David Laing (20 April 1793 – 18 October 1878) was a Scottish antiquary.

The son of William Laing, a bookseller in Edinburgh, where he was born, he was educated at Canongate Grammar School and then attended the University of Edinburgh. At fourteen he was apprenticed to his father. Shortly after the death of the latter in 1837, Laing was elected to the librarianship of the Signet Library, a post he retained till his death. Apart from general bibliographical knowledge, Laing was best known as a student of the literary and artistic history of Scotland.
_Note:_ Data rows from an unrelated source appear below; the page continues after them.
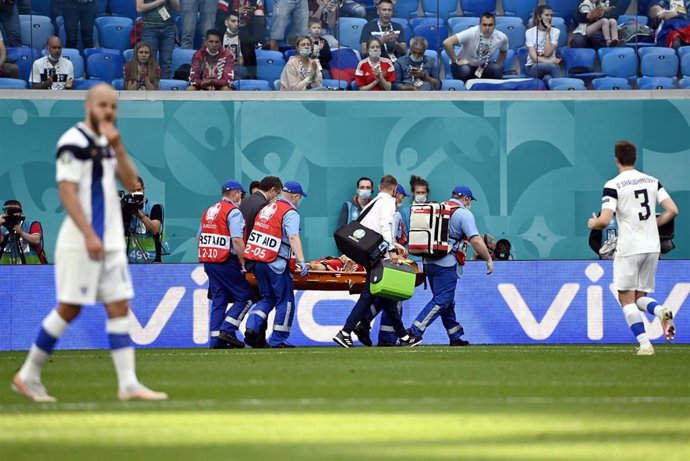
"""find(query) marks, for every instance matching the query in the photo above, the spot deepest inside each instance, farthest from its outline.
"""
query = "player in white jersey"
(633, 197)
(90, 259)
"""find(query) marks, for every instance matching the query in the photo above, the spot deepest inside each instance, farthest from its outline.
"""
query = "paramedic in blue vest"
(351, 209)
(443, 272)
(272, 243)
(379, 219)
(221, 248)
(145, 229)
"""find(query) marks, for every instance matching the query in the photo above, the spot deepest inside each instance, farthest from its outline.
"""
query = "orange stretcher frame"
(333, 280)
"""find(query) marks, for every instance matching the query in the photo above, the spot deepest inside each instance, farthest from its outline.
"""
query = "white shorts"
(81, 280)
(635, 272)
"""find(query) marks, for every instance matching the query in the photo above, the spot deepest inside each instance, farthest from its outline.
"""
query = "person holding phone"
(542, 42)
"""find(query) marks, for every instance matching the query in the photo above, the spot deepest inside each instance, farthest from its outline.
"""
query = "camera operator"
(20, 242)
(143, 226)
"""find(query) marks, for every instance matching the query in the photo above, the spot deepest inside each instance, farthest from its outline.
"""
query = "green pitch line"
(427, 403)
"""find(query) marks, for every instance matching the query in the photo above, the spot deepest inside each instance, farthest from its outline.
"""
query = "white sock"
(52, 328)
(122, 351)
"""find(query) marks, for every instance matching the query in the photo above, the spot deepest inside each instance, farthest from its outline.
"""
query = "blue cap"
(232, 184)
(463, 190)
(294, 187)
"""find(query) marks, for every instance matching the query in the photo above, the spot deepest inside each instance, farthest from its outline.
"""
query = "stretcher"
(334, 280)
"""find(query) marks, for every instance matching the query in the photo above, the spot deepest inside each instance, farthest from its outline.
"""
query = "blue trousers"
(225, 282)
(276, 292)
(442, 281)
(365, 301)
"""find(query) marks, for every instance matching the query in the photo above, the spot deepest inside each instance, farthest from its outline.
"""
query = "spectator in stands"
(9, 21)
(390, 34)
(7, 69)
(159, 30)
(283, 10)
(79, 16)
(142, 72)
(252, 26)
(542, 42)
(417, 71)
(212, 65)
(52, 71)
(598, 10)
(301, 72)
(375, 73)
(205, 10)
(232, 43)
(478, 43)
(351, 209)
(321, 50)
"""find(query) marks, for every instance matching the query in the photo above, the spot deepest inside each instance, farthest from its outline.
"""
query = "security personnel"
(444, 272)
(221, 248)
(272, 243)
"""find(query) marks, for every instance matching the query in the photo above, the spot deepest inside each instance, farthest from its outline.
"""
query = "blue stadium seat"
(453, 85)
(656, 83)
(115, 36)
(477, 7)
(252, 85)
(566, 84)
(35, 30)
(515, 33)
(269, 69)
(169, 84)
(12, 84)
(611, 83)
(659, 65)
(350, 31)
(104, 66)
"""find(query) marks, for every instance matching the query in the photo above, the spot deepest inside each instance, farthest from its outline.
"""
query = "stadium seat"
(566, 84)
(659, 65)
(35, 30)
(252, 85)
(611, 83)
(656, 83)
(515, 33)
(622, 64)
(104, 66)
(169, 84)
(453, 85)
(477, 7)
(114, 36)
(12, 84)
(350, 31)
(580, 63)
(269, 69)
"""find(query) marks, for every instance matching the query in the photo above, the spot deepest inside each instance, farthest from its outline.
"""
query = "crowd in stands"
(376, 45)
Laing was struck with paralysis in 1878 while in the Signet Library, and it is said that, on recovering consciousness, he looked about and asked if a proof of Wyntoun had been sent from the printers. He died a few days afterwards, in his eighty-sixth year. His library was sold at auction by Sotheby, Wilkinson & Hodge over a period of thirty-one days, and realized £16,137. He bequeathed his collection of manuscripts to the University of Edinburgh.

Laing published no original books, but edited the works of others. Of these, the major ones are: William Dunbar's Works (2 vols., 1834), with a supplement added in 1865; Robert Baillie's Letters and Journals (3 vols., 1841-1842); John Knox's Works (6 vols., 1846—1864); Poems and Fables of Robert Henryson (1865); Andrew of Wyntoun's Orygynale Cronykil of Scotland (3 vols., 1872-1879); and Sir David Lyndsay's Poetical Works (3 vols., 1879).

For over fifty years, Laing was a member of the Society of Antiquaries of Scotland, and contributed over a hundred papers to their Proceedings. He was also the long-standing secretary to the Bannatyne Club, many of whose publications were edited by him.